Seven new host venues will make their debut on the Tour of Britain route in 2021, race organisers SweetSpot and British Cycling announced on Wednesday.

Details of stages five, six and seven of the UCI ProSeries race have been added to those previously confirmed for Cornwall, Devon and Aberdeenshire.

Stage five (9 September) will race from South Cheshire to Warrington, stage six (10 September) sees the riders go from Cumbria to Gateshead and stage seven (11 September) is from Hawick to Edinburgh.

This year’s Tour will finish in Scotland for the first time since 2007 with the overall finish in Aberdeen.

The opening two stages, the first between Penzance and Bodmin and the brutal second between Sherford in Devon and Exeter via Dartmoor, have already been announced alongside the finale from Stonehaven to Aberdeen.

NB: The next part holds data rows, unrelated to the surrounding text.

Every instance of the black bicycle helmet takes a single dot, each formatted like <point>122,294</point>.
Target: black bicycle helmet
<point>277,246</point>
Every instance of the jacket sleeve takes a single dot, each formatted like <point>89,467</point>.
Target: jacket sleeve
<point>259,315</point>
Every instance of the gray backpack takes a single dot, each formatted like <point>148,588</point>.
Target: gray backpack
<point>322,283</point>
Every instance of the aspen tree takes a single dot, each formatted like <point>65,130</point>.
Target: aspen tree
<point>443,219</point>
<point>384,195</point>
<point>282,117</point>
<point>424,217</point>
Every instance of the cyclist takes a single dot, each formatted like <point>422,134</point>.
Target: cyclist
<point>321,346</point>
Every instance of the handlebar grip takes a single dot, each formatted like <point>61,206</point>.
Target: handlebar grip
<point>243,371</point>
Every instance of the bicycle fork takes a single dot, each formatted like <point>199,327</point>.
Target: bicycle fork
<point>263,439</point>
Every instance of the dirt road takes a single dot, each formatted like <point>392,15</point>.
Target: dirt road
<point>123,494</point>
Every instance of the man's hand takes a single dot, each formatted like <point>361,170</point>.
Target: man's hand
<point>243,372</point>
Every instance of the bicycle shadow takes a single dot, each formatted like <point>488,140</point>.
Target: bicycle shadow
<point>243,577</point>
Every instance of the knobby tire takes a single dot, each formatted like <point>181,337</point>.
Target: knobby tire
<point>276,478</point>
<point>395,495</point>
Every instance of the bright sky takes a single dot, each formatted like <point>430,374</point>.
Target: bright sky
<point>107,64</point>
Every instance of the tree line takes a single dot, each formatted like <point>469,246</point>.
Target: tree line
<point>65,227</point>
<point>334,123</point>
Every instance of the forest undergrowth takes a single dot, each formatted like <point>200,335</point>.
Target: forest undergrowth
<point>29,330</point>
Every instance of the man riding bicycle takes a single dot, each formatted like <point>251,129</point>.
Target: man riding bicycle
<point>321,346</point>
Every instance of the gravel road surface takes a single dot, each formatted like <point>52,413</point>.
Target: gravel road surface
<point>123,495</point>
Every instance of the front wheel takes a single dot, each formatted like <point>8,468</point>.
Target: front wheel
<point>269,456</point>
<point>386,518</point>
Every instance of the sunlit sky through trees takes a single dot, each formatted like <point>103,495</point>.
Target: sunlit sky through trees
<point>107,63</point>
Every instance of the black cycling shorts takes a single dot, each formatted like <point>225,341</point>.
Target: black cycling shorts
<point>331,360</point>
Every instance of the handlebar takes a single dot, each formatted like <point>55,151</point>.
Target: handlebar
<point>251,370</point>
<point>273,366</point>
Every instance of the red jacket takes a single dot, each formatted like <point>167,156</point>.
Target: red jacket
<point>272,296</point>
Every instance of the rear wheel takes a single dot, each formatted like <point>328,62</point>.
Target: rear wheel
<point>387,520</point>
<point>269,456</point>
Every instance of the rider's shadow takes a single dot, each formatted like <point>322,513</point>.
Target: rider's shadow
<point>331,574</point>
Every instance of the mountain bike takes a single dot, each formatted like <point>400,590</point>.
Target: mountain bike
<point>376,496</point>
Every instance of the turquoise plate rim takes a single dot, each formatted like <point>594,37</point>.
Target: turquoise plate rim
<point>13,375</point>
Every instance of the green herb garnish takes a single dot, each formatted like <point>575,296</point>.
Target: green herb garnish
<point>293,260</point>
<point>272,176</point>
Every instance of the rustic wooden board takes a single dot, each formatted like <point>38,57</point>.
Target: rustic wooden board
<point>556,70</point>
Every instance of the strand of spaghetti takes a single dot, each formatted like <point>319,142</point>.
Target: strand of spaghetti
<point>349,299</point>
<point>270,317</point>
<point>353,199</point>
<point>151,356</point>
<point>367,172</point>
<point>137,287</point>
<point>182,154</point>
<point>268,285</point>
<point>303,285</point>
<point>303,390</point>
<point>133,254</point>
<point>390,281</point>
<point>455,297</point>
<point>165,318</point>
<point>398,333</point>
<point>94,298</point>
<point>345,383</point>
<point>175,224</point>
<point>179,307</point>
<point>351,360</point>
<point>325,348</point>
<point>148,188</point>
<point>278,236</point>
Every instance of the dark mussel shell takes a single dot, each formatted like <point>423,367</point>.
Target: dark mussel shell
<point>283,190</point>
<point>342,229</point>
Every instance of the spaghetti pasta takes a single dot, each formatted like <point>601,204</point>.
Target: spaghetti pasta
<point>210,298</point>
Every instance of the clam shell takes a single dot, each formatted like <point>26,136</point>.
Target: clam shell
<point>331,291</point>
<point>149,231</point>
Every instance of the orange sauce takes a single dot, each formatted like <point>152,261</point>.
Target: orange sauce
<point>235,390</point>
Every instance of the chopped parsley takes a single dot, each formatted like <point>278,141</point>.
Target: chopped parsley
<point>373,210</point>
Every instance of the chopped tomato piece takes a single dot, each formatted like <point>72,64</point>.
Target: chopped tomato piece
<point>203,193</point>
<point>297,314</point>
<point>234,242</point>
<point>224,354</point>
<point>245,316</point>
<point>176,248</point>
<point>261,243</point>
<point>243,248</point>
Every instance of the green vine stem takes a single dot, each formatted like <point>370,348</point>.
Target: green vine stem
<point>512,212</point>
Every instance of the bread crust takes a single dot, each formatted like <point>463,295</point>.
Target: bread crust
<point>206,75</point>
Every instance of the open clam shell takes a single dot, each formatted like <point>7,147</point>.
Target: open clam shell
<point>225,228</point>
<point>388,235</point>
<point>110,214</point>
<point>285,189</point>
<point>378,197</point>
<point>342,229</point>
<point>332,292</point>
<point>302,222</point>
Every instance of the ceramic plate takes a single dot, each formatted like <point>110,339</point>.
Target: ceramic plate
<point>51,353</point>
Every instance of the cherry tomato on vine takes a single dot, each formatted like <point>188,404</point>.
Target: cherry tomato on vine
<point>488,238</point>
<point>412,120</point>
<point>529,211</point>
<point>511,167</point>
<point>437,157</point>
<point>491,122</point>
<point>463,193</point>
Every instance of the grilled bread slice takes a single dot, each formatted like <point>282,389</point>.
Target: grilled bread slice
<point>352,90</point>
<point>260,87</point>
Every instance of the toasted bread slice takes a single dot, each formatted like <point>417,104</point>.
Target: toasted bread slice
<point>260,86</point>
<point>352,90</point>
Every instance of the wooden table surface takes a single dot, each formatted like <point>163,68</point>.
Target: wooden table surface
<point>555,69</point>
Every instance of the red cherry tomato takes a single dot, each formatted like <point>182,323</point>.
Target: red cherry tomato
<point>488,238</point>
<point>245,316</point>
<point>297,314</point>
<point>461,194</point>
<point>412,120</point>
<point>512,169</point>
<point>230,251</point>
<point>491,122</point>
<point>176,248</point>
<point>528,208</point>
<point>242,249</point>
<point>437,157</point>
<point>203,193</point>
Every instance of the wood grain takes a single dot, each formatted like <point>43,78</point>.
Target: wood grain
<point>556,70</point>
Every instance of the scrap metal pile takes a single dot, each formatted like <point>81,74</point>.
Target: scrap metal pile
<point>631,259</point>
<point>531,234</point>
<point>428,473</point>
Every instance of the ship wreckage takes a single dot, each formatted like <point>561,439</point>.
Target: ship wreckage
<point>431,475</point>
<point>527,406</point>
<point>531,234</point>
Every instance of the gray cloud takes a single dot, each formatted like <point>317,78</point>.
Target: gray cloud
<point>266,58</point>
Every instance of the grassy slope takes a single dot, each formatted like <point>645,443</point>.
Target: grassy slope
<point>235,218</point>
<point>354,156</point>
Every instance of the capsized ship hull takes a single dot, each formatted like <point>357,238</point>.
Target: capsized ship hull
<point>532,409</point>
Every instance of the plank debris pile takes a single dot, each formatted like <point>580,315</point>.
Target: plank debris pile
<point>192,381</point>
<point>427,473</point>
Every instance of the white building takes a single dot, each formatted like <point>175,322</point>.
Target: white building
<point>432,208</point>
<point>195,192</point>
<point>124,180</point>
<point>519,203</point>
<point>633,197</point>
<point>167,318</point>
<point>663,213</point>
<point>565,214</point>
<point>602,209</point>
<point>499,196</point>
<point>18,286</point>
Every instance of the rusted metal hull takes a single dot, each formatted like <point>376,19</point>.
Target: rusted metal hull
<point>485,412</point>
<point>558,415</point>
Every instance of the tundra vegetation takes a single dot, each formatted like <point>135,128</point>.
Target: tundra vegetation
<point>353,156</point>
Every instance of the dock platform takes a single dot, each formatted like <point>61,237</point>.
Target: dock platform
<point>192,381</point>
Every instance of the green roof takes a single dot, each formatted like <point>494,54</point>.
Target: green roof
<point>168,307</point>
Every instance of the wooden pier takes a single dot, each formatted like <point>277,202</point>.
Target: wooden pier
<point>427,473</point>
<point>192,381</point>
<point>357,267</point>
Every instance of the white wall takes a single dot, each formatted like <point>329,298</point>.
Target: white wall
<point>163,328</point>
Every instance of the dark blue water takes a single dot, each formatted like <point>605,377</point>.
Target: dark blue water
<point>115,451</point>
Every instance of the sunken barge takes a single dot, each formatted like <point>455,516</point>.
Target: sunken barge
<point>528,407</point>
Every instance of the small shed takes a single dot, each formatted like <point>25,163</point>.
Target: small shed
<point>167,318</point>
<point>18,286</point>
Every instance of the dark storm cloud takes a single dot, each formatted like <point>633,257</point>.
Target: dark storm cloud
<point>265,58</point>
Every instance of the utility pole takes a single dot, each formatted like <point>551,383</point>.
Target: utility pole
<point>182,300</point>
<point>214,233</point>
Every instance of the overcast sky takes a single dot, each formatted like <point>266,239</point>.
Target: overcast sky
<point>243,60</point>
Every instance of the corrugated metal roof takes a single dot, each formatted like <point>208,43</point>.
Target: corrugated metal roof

Stages three and four are due to take place entirely within Wales, but no further details have yet been released due to the different Covid-19 regulations in the country.

Stage five will take the peloton along the Cheshire lanes on a relatively flat route to the golden gates of Warrington, which will be making its debut as a host venue.

It is then back into the hills for a stage linking Cumbria to Gateshead via the Lake District and the climb of the Hartside Pass in the northern Pennines, finishing in the shadow of the Angel of the North.

After stage seven into Edinburgh, the climbing legs will then be needed again on the final day, with the climb of Cairn O’Mount in the Grampian mountains included on the route from Stonehaven to Aberdeen.

Full details of the route — including the two Welsh stages — are due to be made public in early summer.